The Earth is pocked with roughly 190 major meteor craters, yet scientists only know the age of just a few. Recently, A NASA scientist analyzed the age of the Yarrabubba meteor crater in Australia and found it to be 2.229 billion years old, making it now the oldest crater currently known.
“It’s 200 million years older than the previously oldest known crater, which was the over 200-kilometer Vredefort Dome crater in South Africa,” said Timmons Erickson, a research scientist with the Astromaterials Research and Exploration Science division, or ARES, at NASA’s Johnson Space Center.
Erickson made the discovery leading a team of researchers that included Christopher Kirkland, Nicholas Timms, and Aaron Cavosie from Curtin University in Australia and Thomas Davison from Imperial College London. The researchers recently announced their findings in the journal Nature Communications.
Scientists are interested in dating the age of meteor strikes because these impacts likely played significant roles in the environmental development and history of our planet. For example, many people are familiar with the theory that dinosaurs were wiped out by a climatic chain reaction, triggered by a meteor that struck Mexico’s Yucatan Peninsula 66 million years ago.

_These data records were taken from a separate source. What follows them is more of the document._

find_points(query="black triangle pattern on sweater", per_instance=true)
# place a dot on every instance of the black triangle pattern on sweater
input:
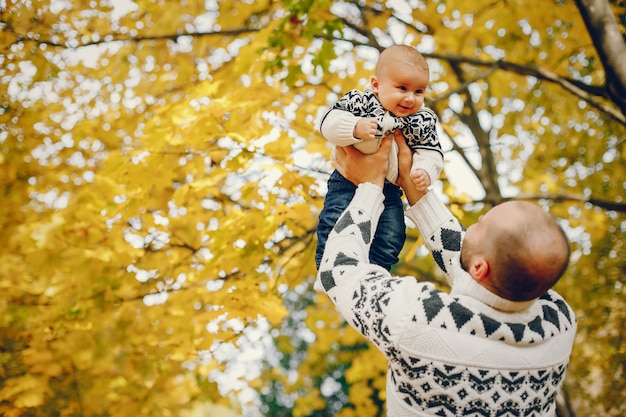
(457, 389)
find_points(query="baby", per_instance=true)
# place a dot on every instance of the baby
(393, 101)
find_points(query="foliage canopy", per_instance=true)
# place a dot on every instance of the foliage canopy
(162, 175)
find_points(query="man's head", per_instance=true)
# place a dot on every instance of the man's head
(400, 79)
(516, 250)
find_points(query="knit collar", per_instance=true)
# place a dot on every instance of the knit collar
(464, 284)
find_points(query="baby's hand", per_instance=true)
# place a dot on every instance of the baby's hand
(420, 178)
(365, 129)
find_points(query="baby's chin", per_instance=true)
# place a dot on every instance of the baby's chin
(403, 112)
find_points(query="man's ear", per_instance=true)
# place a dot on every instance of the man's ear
(479, 269)
(374, 83)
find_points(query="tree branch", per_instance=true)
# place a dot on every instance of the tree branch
(585, 92)
(610, 45)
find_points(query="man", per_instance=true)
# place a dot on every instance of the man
(498, 344)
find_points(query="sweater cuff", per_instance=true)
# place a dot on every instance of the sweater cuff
(338, 127)
(432, 166)
(370, 199)
(428, 213)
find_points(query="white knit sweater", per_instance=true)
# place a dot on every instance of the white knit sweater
(464, 353)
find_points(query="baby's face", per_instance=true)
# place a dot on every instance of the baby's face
(400, 87)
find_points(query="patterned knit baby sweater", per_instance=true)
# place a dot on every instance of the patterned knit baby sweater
(464, 353)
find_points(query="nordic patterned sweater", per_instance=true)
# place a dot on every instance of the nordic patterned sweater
(464, 353)
(419, 130)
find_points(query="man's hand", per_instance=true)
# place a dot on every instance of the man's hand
(405, 161)
(365, 129)
(421, 180)
(358, 168)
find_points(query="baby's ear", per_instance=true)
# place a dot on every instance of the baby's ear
(374, 83)
(479, 269)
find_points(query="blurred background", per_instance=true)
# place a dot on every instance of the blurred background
(162, 173)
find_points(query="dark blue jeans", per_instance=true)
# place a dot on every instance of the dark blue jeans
(390, 233)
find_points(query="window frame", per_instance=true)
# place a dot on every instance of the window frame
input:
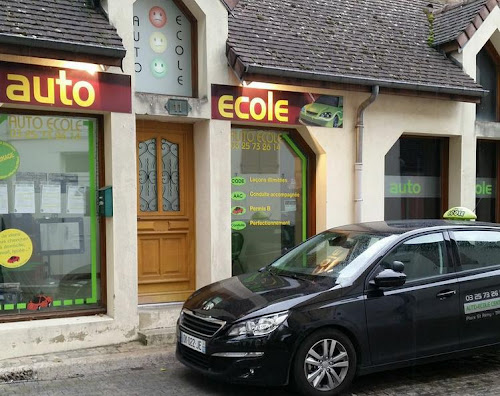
(101, 224)
(377, 268)
(456, 253)
(495, 57)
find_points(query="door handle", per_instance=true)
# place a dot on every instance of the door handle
(446, 294)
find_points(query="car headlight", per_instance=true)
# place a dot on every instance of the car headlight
(259, 326)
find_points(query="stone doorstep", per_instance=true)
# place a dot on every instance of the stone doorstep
(161, 336)
(85, 362)
(158, 316)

“Scientists wonder how meteor impacts might relate to the formation of the continents. We also would like to know when the frequency of meteor impacts declined to the point where life could emerge and thrive,” said Erickson. “These are all big questions in the field of science.”
The Yarrabubba impact structure Erickson studied is located in a very remote part of Western Australia. The original crater is believed to have been 70 kilometers (43 miles) across, though its remnant today is only 20 kilometers (12 miles).
The site is so old that today it doesn’t look like the typical impact crater that would have a clearly visible rim and deep bowl. Instead, Yarrabubba’s once-defining features have been worn away by wind, rain and other natural forces, leaving only overgrown rocky outcrops and ridges.
Yarrabubba’s condition means scientists can’t use the most common approach to dating craters. Many craters typically feature what’s called a “melt sheet,” which is a top layer of easy-to-reach rock that was heated to the point of melting and crystallized when the impact first occurred. That rock can be used to date the event but it’s often some of the first to be altered or weathered away, as in the case of Yarrabubba.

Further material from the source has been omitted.